Fulacht fia, Fanahy, Co. Cork
Co. Cork |
Settlement Sites
In a patch of marshy rough grazing on a gently south-east-facing slope in Fanahy, Co. Cork, a low horseshoe-shaped mound sits partially smothered by furze bushes, its opening facing north-north-west.
It measures eighteen metres east to west, twelve metres north to south, and rises to just under a metre in height. To anyone walking past, it might read as nothing more than an uneven rise in wet ground. It is, in fact, a fulacht fia, one of the most common yet least understood monument types in the Irish landscape.
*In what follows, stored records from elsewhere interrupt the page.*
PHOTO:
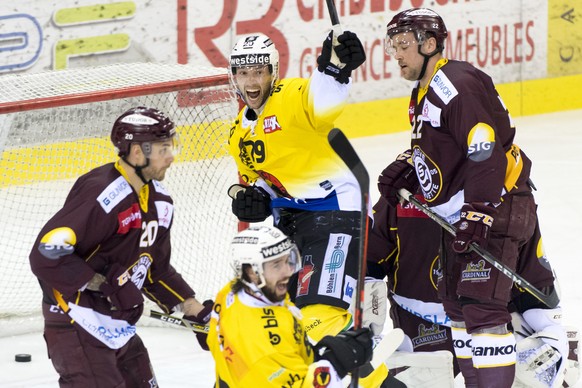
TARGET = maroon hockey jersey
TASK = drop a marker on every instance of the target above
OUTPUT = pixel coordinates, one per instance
(104, 221)
(462, 140)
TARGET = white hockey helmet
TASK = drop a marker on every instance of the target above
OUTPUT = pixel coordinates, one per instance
(260, 244)
(254, 50)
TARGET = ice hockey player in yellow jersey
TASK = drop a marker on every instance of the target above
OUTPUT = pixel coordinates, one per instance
(256, 336)
(279, 143)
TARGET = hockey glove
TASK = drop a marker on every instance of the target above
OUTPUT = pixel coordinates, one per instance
(250, 203)
(399, 174)
(346, 351)
(120, 290)
(350, 54)
(202, 318)
(473, 227)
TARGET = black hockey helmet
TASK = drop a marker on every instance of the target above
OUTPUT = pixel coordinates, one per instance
(419, 20)
(140, 125)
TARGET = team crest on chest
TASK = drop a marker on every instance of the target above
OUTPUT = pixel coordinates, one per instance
(429, 175)
(270, 124)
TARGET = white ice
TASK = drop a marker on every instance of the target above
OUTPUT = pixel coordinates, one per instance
(552, 141)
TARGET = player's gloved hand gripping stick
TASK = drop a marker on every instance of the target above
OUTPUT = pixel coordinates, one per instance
(551, 300)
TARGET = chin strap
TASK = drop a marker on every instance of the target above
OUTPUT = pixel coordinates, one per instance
(138, 169)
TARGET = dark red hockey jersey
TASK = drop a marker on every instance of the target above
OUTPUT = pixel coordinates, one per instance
(104, 221)
(462, 140)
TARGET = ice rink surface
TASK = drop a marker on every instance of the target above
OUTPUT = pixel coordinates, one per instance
(552, 141)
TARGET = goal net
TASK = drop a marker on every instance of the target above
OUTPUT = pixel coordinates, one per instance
(55, 126)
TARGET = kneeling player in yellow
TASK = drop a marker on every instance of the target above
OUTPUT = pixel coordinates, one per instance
(256, 336)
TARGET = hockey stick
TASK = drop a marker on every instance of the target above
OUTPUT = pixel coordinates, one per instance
(551, 300)
(337, 31)
(177, 321)
(341, 145)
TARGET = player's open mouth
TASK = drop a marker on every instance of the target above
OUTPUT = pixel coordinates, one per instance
(253, 94)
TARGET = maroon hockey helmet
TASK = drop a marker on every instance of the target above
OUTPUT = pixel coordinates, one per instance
(419, 20)
(140, 125)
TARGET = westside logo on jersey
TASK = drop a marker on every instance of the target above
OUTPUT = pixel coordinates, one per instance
(334, 263)
(114, 194)
(270, 124)
(428, 173)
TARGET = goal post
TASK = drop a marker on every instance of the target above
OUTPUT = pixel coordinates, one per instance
(55, 126)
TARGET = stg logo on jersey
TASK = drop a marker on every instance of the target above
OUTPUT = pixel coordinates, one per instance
(270, 124)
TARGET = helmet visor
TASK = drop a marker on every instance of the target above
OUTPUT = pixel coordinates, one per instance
(163, 148)
(288, 263)
(399, 42)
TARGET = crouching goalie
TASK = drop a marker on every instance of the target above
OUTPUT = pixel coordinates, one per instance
(256, 336)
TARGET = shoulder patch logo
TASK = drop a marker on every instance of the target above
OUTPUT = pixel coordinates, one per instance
(114, 194)
(480, 142)
(443, 87)
(270, 124)
(431, 113)
(428, 173)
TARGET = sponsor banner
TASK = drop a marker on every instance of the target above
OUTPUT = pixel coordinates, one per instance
(511, 46)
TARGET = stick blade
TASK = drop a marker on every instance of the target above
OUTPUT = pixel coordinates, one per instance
(342, 146)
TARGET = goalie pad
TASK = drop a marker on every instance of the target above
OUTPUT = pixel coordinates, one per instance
(573, 367)
(538, 363)
(375, 305)
(542, 349)
(423, 369)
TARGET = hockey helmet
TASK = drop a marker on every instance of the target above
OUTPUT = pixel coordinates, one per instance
(419, 21)
(254, 50)
(260, 244)
(141, 125)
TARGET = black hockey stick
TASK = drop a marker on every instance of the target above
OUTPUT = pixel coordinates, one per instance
(551, 300)
(342, 146)
(177, 321)
(332, 12)
(337, 30)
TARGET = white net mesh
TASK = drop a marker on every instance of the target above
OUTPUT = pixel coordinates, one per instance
(44, 150)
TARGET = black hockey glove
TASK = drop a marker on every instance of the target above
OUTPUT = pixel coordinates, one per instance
(202, 318)
(250, 203)
(474, 225)
(346, 351)
(350, 54)
(120, 290)
(398, 175)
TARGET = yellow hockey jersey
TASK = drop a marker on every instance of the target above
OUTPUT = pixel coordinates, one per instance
(258, 343)
(286, 146)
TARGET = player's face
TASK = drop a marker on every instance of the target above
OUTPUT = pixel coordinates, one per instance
(403, 47)
(254, 82)
(277, 273)
(161, 158)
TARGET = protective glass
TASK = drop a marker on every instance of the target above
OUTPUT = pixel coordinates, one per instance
(399, 42)
(162, 149)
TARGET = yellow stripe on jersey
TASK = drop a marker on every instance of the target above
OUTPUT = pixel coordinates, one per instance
(320, 320)
(514, 167)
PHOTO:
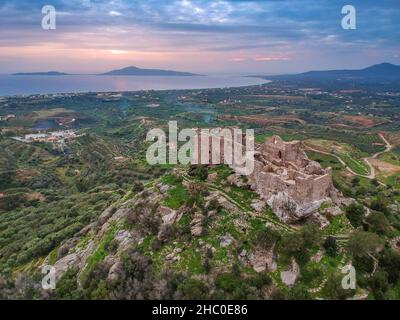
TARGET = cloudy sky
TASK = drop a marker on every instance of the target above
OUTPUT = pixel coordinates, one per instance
(220, 36)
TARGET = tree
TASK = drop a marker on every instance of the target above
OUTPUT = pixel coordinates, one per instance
(192, 289)
(390, 262)
(363, 244)
(378, 223)
(379, 284)
(330, 246)
(333, 288)
(266, 237)
(355, 213)
(380, 204)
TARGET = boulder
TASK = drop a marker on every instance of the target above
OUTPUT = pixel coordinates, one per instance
(107, 214)
(290, 276)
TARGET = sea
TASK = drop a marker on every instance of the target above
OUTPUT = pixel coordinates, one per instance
(33, 84)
Fulachta fiadh are prehistoric cooking sites, typically Bronze Age in date, formed from the accumulated debris of repeated use. The usual method involved heating stones in a fire, dropping them into a water-filled trough to bring the water to a boil, and using that boiling water to cook meat. The discarded, fire-cracked stones built up over time into a mound, often taking the characteristic horseshoe or kidney shape seen here, with the open end facing what would have been the trough or a nearby water source. The marshy ground at Fanahy would have made the site well suited to this purpose, since water would have been close to the surface and easily retained. Roughly twenty metres to the south-east lies a separate burnt mound, a related but distinct deposit of the same fire-shattered stone, suggesting this small area of boggy ground saw sustained activity across some period of prehistoric use.